Bisnis.com, JAKARTA - Sebuah studi menunjukkan bahwa pemotongan pajak untuk orang kaya justru memperlebar ketidaksetaran dan tidak memberi keuntungan bagi masyarakat kelas lain.
Penelitian oleh David Hope dari London School of Economics dan Julian Limberg dari Kings's College London itu menemukan bahwa pemotongan pajak selama 50 tahun terhadap orang kaya hanya berdampak pada individu yang terkena dampak langsung. Tidak banyak pengaruh pada pertumbuhan ekonomi dan pekerjaan yang ditimbulkan.
"Pembuat kebijakan tidak perlu khawatir bahwa menaikkan pajak pada orang kaya untuk mendanai biaya finansial pandemi akan merugikan ekonomi mereka," kata Hope dilansir Bloomberg, Rabu (16/12/2020).

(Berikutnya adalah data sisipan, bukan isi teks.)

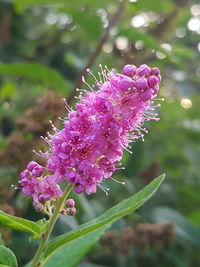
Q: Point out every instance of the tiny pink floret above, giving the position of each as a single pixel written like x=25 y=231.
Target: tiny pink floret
x=91 y=144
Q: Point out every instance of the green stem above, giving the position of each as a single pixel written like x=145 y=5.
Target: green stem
x=51 y=224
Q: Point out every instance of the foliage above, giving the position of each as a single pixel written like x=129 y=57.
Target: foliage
x=46 y=45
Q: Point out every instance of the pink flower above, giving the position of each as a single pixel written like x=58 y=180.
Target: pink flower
x=91 y=144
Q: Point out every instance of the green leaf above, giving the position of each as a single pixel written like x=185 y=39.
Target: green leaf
x=7 y=257
x=20 y=224
x=73 y=243
x=45 y=75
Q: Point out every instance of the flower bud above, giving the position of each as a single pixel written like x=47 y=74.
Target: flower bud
x=146 y=95
x=25 y=174
x=143 y=70
x=129 y=70
x=155 y=71
x=125 y=84
x=141 y=83
x=31 y=165
x=70 y=203
x=153 y=80
x=72 y=212
x=37 y=171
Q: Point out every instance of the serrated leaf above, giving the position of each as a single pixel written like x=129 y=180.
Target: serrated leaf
x=7 y=257
x=63 y=242
x=20 y=224
x=45 y=75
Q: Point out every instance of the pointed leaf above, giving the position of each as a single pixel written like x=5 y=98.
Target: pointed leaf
x=20 y=224
x=61 y=244
x=7 y=258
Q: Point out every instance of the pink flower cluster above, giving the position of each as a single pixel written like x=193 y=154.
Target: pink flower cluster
x=88 y=148
x=41 y=189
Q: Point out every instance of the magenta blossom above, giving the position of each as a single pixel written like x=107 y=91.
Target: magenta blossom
x=91 y=144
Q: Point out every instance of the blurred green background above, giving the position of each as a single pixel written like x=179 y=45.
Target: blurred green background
x=45 y=48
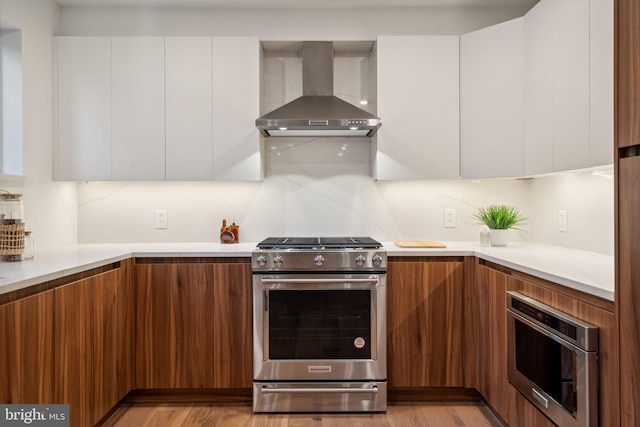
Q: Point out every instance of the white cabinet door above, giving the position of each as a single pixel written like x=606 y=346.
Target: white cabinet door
x=418 y=102
x=236 y=106
x=570 y=84
x=189 y=146
x=538 y=85
x=601 y=82
x=492 y=101
x=138 y=142
x=83 y=96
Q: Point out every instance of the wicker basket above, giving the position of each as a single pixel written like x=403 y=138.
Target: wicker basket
x=11 y=238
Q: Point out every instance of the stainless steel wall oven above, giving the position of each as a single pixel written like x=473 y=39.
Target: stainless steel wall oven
x=553 y=361
x=319 y=317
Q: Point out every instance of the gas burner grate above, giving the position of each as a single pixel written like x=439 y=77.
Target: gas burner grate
x=319 y=242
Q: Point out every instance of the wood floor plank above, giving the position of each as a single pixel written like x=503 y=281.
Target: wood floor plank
x=241 y=415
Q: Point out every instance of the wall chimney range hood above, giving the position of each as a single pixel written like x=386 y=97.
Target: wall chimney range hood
x=318 y=112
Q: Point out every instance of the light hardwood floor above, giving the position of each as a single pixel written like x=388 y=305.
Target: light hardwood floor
x=241 y=415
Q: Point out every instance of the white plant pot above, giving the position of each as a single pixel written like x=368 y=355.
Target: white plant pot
x=498 y=237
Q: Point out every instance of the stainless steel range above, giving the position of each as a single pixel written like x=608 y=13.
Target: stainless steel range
x=319 y=325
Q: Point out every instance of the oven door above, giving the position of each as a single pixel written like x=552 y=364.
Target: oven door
x=319 y=327
x=555 y=375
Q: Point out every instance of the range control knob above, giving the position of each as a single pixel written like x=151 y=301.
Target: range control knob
x=376 y=260
x=278 y=260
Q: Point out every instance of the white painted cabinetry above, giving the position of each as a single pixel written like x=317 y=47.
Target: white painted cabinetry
x=138 y=96
x=492 y=101
x=601 y=82
x=568 y=85
x=418 y=102
x=155 y=108
x=236 y=106
x=189 y=95
x=538 y=84
x=83 y=109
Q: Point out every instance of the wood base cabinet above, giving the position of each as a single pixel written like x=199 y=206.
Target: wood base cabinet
x=193 y=324
x=424 y=323
x=94 y=344
x=26 y=350
x=491 y=326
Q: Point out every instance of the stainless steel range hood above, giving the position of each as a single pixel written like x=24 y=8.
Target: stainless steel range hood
x=318 y=112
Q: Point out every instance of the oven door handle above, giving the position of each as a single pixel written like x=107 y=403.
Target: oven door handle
x=265 y=389
x=267 y=281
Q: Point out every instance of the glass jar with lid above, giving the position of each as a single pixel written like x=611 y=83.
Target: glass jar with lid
x=11 y=227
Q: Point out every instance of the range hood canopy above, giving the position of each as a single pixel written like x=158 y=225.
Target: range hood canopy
x=318 y=112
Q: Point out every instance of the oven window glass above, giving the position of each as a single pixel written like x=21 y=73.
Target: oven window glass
x=319 y=324
x=548 y=364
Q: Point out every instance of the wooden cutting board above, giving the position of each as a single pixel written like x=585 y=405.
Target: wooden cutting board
x=419 y=244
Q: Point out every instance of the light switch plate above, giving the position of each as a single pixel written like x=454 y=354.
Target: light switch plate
x=562 y=221
x=450 y=218
x=161 y=219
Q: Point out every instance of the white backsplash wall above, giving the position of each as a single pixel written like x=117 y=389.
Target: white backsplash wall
x=587 y=198
x=313 y=187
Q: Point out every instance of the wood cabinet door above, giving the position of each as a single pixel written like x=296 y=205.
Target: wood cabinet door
x=194 y=325
x=424 y=324
x=233 y=326
x=175 y=328
x=93 y=347
x=26 y=355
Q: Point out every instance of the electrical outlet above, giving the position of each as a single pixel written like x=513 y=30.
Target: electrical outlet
x=562 y=221
x=161 y=219
x=450 y=218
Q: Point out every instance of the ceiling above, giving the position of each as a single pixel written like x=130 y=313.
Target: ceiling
x=299 y=4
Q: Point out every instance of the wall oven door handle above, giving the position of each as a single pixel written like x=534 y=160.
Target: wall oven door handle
x=540 y=398
x=268 y=281
x=374 y=389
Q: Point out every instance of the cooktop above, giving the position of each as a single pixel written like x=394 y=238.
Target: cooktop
x=319 y=242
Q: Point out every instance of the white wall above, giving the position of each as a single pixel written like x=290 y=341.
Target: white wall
x=281 y=24
x=316 y=187
x=587 y=197
x=50 y=208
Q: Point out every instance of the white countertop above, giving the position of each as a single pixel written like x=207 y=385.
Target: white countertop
x=589 y=272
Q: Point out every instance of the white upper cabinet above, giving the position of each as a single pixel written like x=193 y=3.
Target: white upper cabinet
x=83 y=97
x=189 y=96
x=138 y=96
x=236 y=106
x=601 y=82
x=492 y=101
x=418 y=102
x=539 y=89
x=569 y=85
x=155 y=108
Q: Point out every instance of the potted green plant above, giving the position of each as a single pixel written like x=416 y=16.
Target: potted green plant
x=499 y=219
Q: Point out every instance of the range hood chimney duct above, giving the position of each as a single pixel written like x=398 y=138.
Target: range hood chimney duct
x=318 y=112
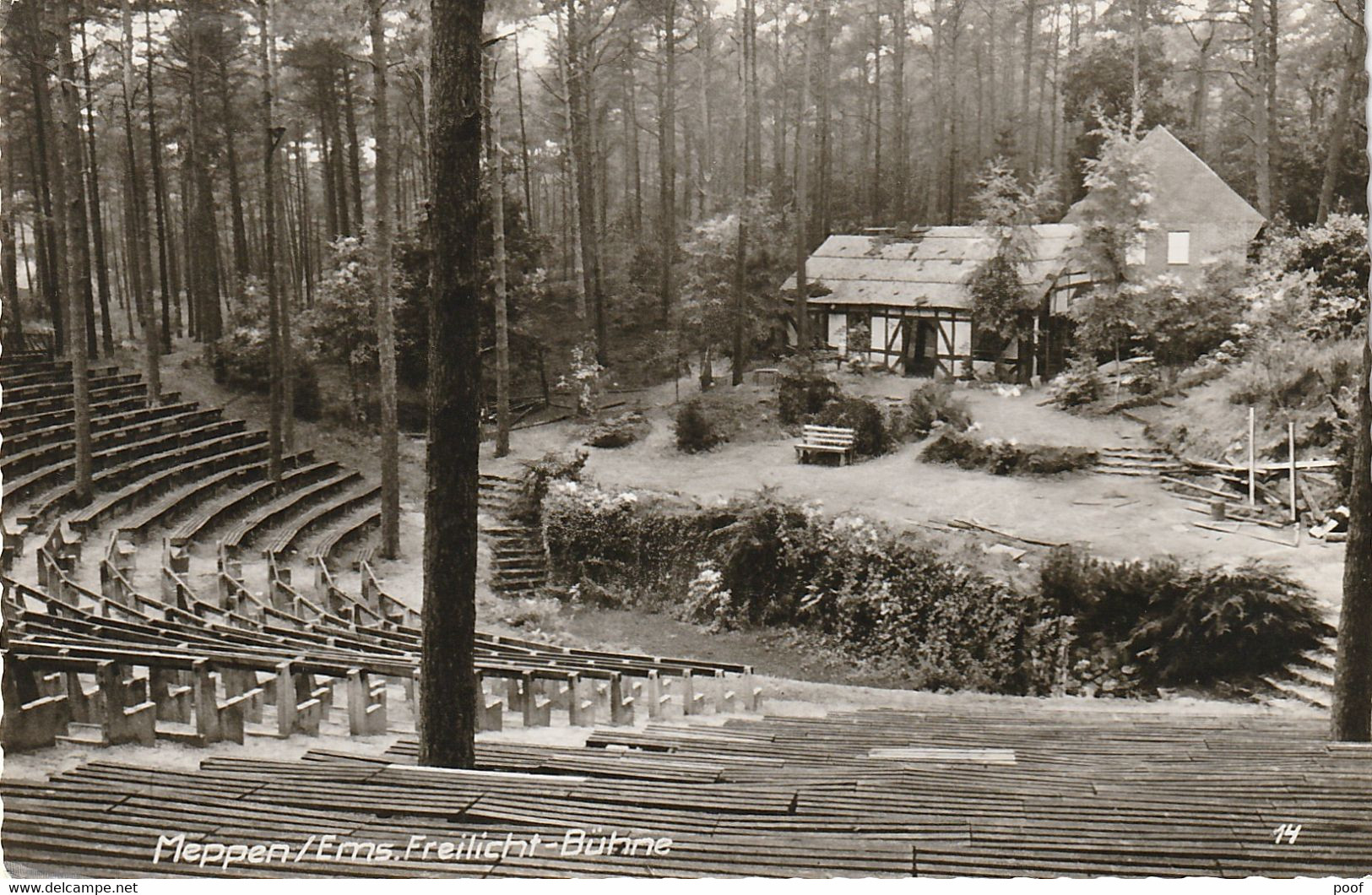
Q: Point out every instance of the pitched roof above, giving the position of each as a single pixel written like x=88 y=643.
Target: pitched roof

Temuan itu menjadi argumen tandingan yang sering dibuat di Amerika Serikat bahwa kebijakan yang secara tidak proporsional mendukung individu yang lebih kaya pada akhirnya akan mempengaruhi seluruh lapisan perekonomian.
Itu akan menjadi berita baik untuk Menteri Keuangan Inggris Rishi Sunak yang berencana menaikkan pajak dan pungutan yang mungkin berdampak secara tidak proporsional pada individu berpenghasilan tinggi. Upaya itu dalam rangka membangun kembali keuangan publik yang terpukul krisis akibat pandemi virus corona.
Studi itu juga menunjukkan ekonomi Inggris akan dapat mengatasi kebijakan pajak 5 persen sekali pungut yang diumumkan Komisi Pajak Kekayaan pekan lalu yang akan mempengaruhi sekitar 8 juta penduduk.
Para penulis menerapkan analisis yang menggabungkan berbagai pungutan yang diterapkan pada pendapatan, modal dan aset di 18 negara OECD, termasuk AS dan Inggris, selama setengah abad terakhir.
Penelitian dalam makalah itu mencakup kebijakan hingga 2015, tetapi Hope mengatakan analisisnya juga akan berlaku untuk pemotongan pajak Presiden Donald Trump pada 2017.
"Penelitian kami menunjukkan bahwa kebijakan semacam itu tidak memberikan efek ke bawah seperti yang diklaim para pendukung," kata Hope.